New appliances we ordered in January won’t be here until June. Our daughter’s new garage doors won’t be in for several months. (A tree fell on their garage.)
Compared to the world’s problems our complaints are small potatoes but complaining felt strangely joyful.
Ruminating and venting:
Ruminating – replaying negative experiences and emotions – isn’t good for you. Ruminating is connected to depression, anxiety, self-sabotage, bitterness, and destroyed relationships.
Venting – in small doses – is opportunity to feel seen. Beware of habitual venting that becomes ruminating.
Repeated thoughts become habits. Habits become character.
Chronic complaining contaminates life and relationships.
Monitor your complaints. Lousy leaders complain about everything
A little complaining goes a long way. Avoid constant complainers and don’t become one yourself.
4 ways complaining is good for you:
- Negative emotions are normal and healthy. Unrealistic expectations that we should always be happy make us feel worse. Life isn’t perfect.
- Complaints are a way to get to the root of a problem.
- Bonds are often made and strengthened around shared complaints. Listening to complaints is one way to let others feel seen.
- Unhappiness motivates change.
“Yes, it’s good to complain, yes, it’s bad to complain, and yes, there’s a right way to do it.” Dr.

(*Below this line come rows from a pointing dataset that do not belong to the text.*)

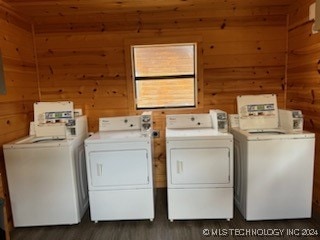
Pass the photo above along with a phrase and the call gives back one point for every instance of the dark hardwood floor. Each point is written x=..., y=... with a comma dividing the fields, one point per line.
x=162, y=228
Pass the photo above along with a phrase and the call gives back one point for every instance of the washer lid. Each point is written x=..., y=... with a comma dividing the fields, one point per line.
x=271, y=134
x=258, y=111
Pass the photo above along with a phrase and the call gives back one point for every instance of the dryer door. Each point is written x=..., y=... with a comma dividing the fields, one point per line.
x=114, y=168
x=194, y=166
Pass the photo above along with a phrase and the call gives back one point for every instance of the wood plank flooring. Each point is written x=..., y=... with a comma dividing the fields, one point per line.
x=162, y=228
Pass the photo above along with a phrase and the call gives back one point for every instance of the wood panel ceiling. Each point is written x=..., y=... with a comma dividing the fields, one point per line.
x=39, y=10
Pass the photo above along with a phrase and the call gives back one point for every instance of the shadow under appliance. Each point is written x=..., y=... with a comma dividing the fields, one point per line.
x=199, y=166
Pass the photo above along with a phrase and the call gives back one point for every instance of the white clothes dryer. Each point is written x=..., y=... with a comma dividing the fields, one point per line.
x=199, y=168
x=119, y=168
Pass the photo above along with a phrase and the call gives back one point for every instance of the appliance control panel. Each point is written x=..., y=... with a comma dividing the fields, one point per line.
x=291, y=120
x=219, y=120
x=189, y=121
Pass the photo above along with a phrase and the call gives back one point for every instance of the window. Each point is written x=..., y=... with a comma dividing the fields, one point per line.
x=164, y=75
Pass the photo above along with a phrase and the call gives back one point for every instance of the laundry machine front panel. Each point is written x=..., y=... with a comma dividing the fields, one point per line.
x=200, y=166
x=285, y=174
x=126, y=167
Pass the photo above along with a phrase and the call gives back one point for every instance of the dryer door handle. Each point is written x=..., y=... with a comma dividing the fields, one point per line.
x=179, y=167
x=99, y=169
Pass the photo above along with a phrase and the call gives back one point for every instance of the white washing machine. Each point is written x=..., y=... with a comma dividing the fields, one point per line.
x=199, y=167
x=273, y=165
x=47, y=177
x=119, y=168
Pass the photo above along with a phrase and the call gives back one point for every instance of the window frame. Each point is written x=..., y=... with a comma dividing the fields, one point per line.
x=136, y=79
x=143, y=40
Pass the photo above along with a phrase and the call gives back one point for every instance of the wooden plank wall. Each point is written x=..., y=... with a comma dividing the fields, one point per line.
x=16, y=106
x=303, y=77
x=243, y=52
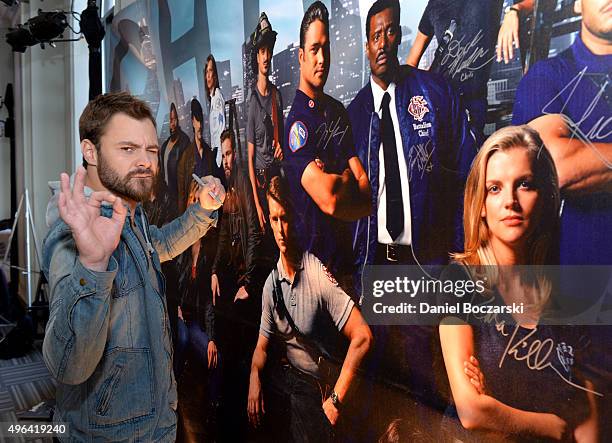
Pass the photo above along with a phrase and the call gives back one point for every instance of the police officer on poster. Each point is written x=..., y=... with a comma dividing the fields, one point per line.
x=328, y=184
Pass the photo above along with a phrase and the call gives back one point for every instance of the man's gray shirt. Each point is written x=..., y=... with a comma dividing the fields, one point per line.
x=260, y=130
x=317, y=305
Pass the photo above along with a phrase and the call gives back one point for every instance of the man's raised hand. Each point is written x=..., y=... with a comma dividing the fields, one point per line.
x=212, y=194
x=96, y=236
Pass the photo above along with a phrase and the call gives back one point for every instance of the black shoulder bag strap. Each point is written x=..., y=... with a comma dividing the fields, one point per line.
x=328, y=366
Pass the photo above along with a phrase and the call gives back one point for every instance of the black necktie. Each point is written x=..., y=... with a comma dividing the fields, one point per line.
x=395, y=205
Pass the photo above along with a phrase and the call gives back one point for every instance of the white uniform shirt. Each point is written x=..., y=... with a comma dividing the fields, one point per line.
x=383, y=235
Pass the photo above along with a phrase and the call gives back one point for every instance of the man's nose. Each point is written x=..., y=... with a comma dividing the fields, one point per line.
x=510, y=199
x=146, y=159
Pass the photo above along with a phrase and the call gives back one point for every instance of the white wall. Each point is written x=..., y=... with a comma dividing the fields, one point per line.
x=6, y=76
x=49, y=96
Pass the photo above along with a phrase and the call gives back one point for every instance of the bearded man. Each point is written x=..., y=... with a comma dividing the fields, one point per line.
x=107, y=341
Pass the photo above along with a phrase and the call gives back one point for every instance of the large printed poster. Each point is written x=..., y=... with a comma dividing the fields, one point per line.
x=452, y=279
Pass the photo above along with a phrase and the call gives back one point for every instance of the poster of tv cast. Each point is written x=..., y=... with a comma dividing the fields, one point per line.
x=351, y=134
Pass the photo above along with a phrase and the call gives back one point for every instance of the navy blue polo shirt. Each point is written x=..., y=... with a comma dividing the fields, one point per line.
x=318, y=129
x=577, y=84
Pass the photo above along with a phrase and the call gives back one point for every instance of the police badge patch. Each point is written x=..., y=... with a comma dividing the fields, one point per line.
x=298, y=136
x=418, y=107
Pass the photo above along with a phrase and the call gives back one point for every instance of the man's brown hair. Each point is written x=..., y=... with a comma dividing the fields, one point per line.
x=228, y=133
x=101, y=109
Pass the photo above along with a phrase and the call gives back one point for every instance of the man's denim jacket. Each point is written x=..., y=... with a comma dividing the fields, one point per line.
x=108, y=341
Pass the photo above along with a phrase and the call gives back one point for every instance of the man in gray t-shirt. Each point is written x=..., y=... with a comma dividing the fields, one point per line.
x=305, y=312
x=265, y=120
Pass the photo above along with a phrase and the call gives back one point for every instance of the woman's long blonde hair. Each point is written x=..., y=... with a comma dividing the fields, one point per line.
x=543, y=238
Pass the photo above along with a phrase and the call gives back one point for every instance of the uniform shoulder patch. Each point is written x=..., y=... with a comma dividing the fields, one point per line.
x=298, y=136
x=329, y=275
x=418, y=107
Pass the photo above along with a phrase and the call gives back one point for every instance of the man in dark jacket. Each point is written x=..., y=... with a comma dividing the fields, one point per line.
x=239, y=238
x=412, y=136
x=236, y=282
x=169, y=157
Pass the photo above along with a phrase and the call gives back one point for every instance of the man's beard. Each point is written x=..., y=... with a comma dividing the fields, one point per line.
x=137, y=189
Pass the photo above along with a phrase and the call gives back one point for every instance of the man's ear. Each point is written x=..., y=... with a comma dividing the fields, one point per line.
x=90, y=153
x=578, y=7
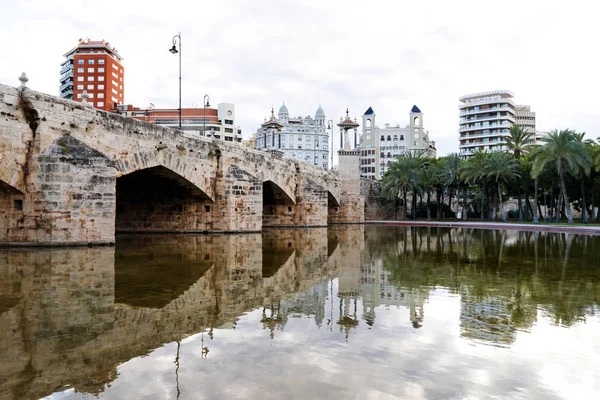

Kowalski
Turn toward solutions when you complain.
When complaints acknowledge and accept negative situations, they become a platform for solution-finding. The question to ask is, “What am I going to do about this?”
Tip: How to respond to chronic complainers: 7 Truths about Chronic Complainers Every Leader Needs Today
How might complaining be advantageous?
Thanks Travis. Maybe you should complain about this post.
Reciprocal complaining usually leads to humor and lets both parties know that what they’re feeling is pretty normal. Not misery loves company, but I usually walk away feeling better about my own situation and that I do not want to trade with anyone else. Especially our many “first world” problems. And for the big problems, it allows for comforting and showing concern for others.
Thanks Karen. You bring a word to the conversation that applies to me as well. “Reciprocal” we all complained and we agreed with each other over complaints.
The most valuable lesson my engineer husband learned was that sometimes I am complaining to vent rather than to seek help on a solution. He will sometimes launch into a solution, catch himself, and then say, “Oh, I am sorry. Please, tell me more.” We both laugh, and then I can move on.
That’s wonderful Jennifer. Sometimes the solution is listening. 🙂
I like to let people know in advance that I want to vent, not to find solutions. It’s worked wonders!
Hi Dan. Your article has shattered many myths for me and how I had buggered up situations by complaining – not exactly but providing critical, but honest opinion! My son would try to please me by googling about restaurants, food, ratings etc – to take me out. Took him good amount of screen time! Like an idiot I would always compare the Indian Restaurants in USA with back home in India!. This used to be demoralizing for him. When I continued giving my honest opinion for over a month, he had to vent! And God, that was eye opener. I had forgotten the Golden Wisdom – “Not every-one wants your honest opinion, all the time”. It is not an exercise to perfect the world but for you to accept situations and appreciate the sincere efforts others make to their best ability. Reading your article took me back many years.May be I need to seek his forgiveness for having heart his feelings! Thanks Dan shaking my tree!
Thanks Vinod. Your transparency inspires me. Sometimes we do things that have consequences we don’t expect. I think we gradually learn that the relationship is the most important thing. Cheers.
Another important aspect of complaining is feeling “heard”. I had an experience recently with a company that recently changed their return policy – in this case, they used to allow return of unopened boxes of ceramic tile in more generous timeframe. At a time where supply chain issues delayed other aspects of the renovation (so project couldn’t start), and many vendors extended return timeframes, they doubled down. I was upset, sure by the money loss, but more the principal that I’ve used this vendor for several upgrades, I’d referred people to them, etc. My sales rep wouldn’t respond to my emails. I wanted to set up time with the store manager, but didn’t want to come off too “Karen”…. I realized what was bothering me was that no one was listening. I felt a little foolish calling to make the appt, yet I wanted my disappointment as a longtime customer acknowledged. I would hate having one of my clients left with a cloud over my head. I felt so much better having (calmly) explained the situation in person. She did give me a small credit, but the relief was in the unburdening.